Manufacturer Seller Dashboard
The manufacturer manages their entire direct sales channel from one dashboard — product listings, pricing tiers, inventory levels, order fulfillment, customer analytics, and review management.
Automated Reordering
The platform's automated reordering eliminates emergency orders:
- Par level monitoring: when supply room inventory drops below configured threshold, auto-generates a reorder at contract pricing
- Approval queue: auto-orders go to the procurement team for one-click approval — not fully autonomous, but removes the manual monitoring step
- Consumption forecasting: ML-based prediction of usage rates, alerting before stockouts based on historical consumption patterns
- Cost savings tracking: "Auto-reorder saved $47,000 vs. emergency ordering last quarter" — quantified ROI visible to CFO
Results
| Metric | Before | After | Impact |
|---|---|---|---|
| Order-to-shipment time | 3 days | 4 hours | 94% faster |
| Procurement cost (hospital) | Distributor markup 30-40% | Direct pricing (contract rates) | $340K/year saved per large hospital |
| Manufacturer margin | 60-70% (after distributor) | 95-100% (direct) | 35% higher margin |
| Emergency order rate | 12% of all orders | 1.8% | 85% reduction |
| Products listed | Paper catalog | 847 searchable products | Digital-first |
| Procurement staff time | 20 hrs/week on ordering | 3 hrs/week | 85% time saved |
| On-time delivery rate | ~82% | 96.3% | 17% improvement |
| Buyer hospitals onboarded | N/A | 180+ facilities | Growing marketplace |
Timeline
| Phase | Duration | Deliverables |
|---|---|---|
| Phase 1 | 6 weeks | Product catalog, buyer registration, cart/checkout, Stripe payments, basic seller dashboard |
| Phase 2 | 6 weeks | Contract pricing engine, approval workflows, order management, ShipStation integration, tracking |
| Phase 3 | 4 weeks | Automated reordering, inventory management, consumption forecasting, EDI integration |
| Phase 4 | 4 weeks | Analytics dashboards, B2C storefront, mobile-responsive optimization, pilot with 20 hospitals |
Total: 5 months with 4 engineers + 1 product manager.
Lessons Learned
- Contract pricing is the moat. Hospitals won't switch from their distributor unless the pricing is demonstrably better AND locked in via contract. The contract pricing engine was the single most important feature for hospital adoption.

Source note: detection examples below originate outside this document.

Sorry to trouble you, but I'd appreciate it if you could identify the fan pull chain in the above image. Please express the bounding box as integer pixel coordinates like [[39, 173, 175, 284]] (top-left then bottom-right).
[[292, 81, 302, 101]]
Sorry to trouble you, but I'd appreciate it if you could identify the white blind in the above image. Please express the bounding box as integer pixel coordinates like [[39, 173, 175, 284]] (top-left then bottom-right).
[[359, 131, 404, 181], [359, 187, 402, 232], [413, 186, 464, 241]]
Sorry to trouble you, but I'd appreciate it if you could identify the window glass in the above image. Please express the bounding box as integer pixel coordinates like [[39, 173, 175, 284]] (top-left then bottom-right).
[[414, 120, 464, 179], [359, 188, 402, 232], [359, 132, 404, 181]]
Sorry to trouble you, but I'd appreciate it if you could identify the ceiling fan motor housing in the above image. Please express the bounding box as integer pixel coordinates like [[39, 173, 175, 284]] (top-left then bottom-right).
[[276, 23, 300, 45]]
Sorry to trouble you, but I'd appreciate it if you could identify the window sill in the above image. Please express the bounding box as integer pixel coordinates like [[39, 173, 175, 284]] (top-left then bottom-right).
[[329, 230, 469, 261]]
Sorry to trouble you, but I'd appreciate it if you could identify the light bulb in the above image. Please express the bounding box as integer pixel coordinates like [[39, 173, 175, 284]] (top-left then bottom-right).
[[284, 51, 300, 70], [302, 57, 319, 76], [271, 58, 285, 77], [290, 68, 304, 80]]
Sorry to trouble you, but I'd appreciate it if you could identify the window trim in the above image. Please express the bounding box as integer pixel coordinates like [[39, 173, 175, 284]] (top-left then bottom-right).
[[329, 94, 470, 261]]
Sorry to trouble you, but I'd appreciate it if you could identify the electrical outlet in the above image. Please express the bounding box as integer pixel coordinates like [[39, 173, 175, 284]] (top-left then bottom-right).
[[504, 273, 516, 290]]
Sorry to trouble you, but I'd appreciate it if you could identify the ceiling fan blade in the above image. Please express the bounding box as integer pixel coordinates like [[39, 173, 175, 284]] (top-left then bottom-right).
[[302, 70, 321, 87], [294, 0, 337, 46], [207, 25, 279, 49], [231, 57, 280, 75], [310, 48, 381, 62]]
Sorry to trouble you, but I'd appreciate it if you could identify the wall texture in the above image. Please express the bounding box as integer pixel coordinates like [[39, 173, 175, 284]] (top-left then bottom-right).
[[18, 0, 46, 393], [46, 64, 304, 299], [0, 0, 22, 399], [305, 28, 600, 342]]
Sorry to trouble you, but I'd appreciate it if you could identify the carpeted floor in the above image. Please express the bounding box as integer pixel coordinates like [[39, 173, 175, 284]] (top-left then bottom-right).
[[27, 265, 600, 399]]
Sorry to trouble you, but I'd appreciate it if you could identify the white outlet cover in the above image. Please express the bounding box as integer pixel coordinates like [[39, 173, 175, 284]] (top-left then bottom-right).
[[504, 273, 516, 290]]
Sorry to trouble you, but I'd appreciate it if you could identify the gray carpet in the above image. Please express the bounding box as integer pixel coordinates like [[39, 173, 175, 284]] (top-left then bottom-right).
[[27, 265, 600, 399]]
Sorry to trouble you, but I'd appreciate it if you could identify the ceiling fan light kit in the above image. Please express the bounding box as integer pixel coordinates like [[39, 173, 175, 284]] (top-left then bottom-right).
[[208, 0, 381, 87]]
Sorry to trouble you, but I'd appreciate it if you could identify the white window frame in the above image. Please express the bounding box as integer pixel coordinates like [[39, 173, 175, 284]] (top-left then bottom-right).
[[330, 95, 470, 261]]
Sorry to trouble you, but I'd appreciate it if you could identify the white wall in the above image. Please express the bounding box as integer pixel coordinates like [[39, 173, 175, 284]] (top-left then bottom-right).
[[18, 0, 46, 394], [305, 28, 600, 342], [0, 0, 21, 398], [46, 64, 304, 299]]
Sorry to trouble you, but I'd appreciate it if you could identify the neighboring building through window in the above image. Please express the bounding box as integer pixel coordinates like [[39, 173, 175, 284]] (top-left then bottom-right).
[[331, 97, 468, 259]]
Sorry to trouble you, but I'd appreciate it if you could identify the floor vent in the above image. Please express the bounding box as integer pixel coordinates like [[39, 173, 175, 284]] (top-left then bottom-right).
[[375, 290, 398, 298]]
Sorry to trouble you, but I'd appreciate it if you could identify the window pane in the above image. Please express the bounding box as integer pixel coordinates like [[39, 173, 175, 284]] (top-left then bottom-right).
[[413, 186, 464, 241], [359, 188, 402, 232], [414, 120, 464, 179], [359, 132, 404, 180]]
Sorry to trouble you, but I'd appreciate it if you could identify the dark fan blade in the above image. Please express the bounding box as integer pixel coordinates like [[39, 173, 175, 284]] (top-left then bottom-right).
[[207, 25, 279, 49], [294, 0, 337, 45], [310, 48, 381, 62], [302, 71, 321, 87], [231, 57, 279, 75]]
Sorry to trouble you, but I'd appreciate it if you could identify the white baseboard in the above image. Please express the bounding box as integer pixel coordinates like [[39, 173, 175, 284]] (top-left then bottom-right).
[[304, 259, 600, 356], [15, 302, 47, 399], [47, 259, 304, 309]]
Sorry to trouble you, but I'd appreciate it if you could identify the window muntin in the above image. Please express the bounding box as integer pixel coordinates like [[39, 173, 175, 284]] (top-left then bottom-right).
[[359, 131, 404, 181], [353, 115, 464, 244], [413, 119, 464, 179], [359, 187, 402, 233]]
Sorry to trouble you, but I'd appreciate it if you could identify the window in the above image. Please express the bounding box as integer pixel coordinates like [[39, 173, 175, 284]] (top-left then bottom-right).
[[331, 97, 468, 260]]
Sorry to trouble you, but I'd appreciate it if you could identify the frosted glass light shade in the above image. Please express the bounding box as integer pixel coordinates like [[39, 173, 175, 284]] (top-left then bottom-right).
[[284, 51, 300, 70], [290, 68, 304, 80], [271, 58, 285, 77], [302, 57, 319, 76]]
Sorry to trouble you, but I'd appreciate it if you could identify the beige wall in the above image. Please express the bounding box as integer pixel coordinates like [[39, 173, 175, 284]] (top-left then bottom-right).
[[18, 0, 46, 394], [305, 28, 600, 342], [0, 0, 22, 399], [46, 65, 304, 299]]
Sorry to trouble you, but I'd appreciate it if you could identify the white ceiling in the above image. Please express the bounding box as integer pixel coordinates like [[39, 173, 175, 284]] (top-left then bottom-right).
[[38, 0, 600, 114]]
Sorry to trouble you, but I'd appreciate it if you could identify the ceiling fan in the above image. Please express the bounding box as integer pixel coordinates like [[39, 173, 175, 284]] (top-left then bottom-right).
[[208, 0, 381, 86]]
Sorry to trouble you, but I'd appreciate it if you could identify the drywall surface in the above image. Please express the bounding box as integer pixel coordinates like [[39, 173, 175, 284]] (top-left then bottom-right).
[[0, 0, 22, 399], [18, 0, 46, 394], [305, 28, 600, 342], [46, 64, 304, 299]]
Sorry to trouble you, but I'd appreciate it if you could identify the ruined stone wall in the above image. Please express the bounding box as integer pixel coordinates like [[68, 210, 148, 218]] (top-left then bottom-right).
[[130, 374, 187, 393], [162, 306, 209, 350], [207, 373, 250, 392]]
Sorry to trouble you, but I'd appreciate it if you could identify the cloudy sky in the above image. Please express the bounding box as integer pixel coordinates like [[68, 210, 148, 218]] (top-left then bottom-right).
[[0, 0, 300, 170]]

- Procurement approval workflows are non-negotiable. Hospitals have purchasing authority limits. Without built-in approval routing, the platform is unusable for institutional buyers. We almost shipped without it — glad we didn't.
- EDI isn't dead. Large hospital systems (500+ beds) still use EDI 850 for purchase orders. Supporting EDI alongside the web portal was essential for enterprise adoption. Not glamorous, but necessary.
- Auto-reorder drives retention. Hospitals that enable auto-reorder have 94% retention. Those that don't: 71%. Once the supply chain is automated, switching costs become high — this is the platform's stickiest feature.